You can probably find others that are more specific to your vertical – there is a ton of research that exists out there by Sirius Decisions, Forrester, and others.  A quick Google search will usually find you something you can start with.  Good luck and happy number crunching!

Any large company who has ever implemented a marketing automation (MA) system knows that you go from 0 to 60 in about 2 seconds in terms of the amount of data you start collecting on your clients and prospects.  It’s overwhelming.  And before you know it, you are completely paralyzed by all the data – it becomes meaningless to you.  That’s about the point you start wondering if you just wasted a ton of money on a really expensive version of an email marketing tool.

Well, the good news is there are a few things you can do to avoid the analysis paralysis and start making sense of all this data.  The first thing you can do is to take advantage of the automation part of that marketing automation tool you have.  One way to automate data is through lead scoring.  Figure out what those key pages on your site are or some key downloads you have.  When people visit those pages or download those assets, use that as an input to your lead score to figure out when they are ready for the next step in your sales cycle.  Another way to automate is to put people into campaigns or nurture programs based on what they are doing.  Think of the “if you like this, you might try…” feature you often see on B2C websites.
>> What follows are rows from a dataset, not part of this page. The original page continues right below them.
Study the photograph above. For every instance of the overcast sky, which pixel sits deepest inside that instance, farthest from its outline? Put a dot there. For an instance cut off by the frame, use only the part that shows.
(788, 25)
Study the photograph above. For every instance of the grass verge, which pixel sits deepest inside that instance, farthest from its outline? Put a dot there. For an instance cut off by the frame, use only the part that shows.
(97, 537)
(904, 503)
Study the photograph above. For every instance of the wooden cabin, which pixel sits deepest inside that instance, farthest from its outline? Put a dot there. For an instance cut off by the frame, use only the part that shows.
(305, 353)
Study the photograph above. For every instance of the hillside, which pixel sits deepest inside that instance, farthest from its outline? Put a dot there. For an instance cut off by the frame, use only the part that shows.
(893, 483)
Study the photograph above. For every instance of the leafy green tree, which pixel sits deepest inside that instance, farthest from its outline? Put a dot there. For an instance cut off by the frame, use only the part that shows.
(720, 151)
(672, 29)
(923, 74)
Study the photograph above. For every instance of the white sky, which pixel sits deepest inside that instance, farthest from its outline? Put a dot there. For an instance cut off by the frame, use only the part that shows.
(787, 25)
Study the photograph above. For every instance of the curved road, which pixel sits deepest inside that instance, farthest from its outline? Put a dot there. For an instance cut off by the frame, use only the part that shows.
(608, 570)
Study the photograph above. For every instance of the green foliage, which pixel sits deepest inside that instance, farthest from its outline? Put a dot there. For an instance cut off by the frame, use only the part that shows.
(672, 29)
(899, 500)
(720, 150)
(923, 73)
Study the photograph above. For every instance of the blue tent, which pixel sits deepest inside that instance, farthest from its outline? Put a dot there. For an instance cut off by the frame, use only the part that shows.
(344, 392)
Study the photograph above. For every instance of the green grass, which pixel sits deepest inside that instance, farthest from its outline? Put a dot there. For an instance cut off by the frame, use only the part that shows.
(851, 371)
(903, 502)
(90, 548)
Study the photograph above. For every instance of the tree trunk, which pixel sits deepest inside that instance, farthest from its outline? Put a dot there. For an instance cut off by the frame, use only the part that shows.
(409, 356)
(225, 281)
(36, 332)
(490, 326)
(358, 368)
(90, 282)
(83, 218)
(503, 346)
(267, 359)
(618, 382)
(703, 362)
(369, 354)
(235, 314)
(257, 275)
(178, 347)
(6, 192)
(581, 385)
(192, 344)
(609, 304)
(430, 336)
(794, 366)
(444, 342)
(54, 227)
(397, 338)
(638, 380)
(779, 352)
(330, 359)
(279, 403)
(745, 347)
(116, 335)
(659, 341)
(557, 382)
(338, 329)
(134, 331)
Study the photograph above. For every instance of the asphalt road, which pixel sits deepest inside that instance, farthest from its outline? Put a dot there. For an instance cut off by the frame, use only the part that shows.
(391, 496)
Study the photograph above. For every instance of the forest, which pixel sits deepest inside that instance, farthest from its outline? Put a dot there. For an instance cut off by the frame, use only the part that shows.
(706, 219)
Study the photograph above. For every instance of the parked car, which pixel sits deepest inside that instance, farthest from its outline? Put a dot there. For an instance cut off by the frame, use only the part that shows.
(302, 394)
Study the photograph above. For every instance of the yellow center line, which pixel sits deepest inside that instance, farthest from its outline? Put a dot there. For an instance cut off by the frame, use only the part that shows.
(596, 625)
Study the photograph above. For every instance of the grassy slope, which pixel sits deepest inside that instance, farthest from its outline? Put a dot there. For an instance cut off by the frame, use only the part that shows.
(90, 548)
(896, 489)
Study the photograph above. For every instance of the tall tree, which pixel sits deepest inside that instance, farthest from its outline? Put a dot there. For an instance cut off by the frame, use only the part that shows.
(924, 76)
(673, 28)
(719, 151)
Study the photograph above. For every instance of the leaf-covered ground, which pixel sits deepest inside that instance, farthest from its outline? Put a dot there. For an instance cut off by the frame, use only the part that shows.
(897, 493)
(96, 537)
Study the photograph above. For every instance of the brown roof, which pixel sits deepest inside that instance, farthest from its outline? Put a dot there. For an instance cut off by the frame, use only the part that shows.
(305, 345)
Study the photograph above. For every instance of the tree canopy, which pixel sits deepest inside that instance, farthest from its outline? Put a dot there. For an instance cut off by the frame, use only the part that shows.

Another tactic you can try is limiting the metrics you look at, but measuring and looking at them consistently.  We challenge our clients to start out by picking the five best metrics that represent their goals.  For example, if one of your marketing goals is to generate better quality leads for the sales team, you might measure conversion rates of your leads through the sales funnel to see if they improve.  Most marketing automation and CRM systems will let you setup dashboards to keep track of these metrics easily.

A slightly more drastic measure, but one that you will find yourself in need of doing eventually, is setting up a business intelligence tool.  I have yet to find a MA tool or CRM that is capable of handling the complex matrixed reporting that large global companies tend to require.  At some point, although it might not be right out of the gate when you implement your MA or CRM, you will find that you need to move up to a BI tool to set up the reports you need to monitor the mass amount of data you are collecting.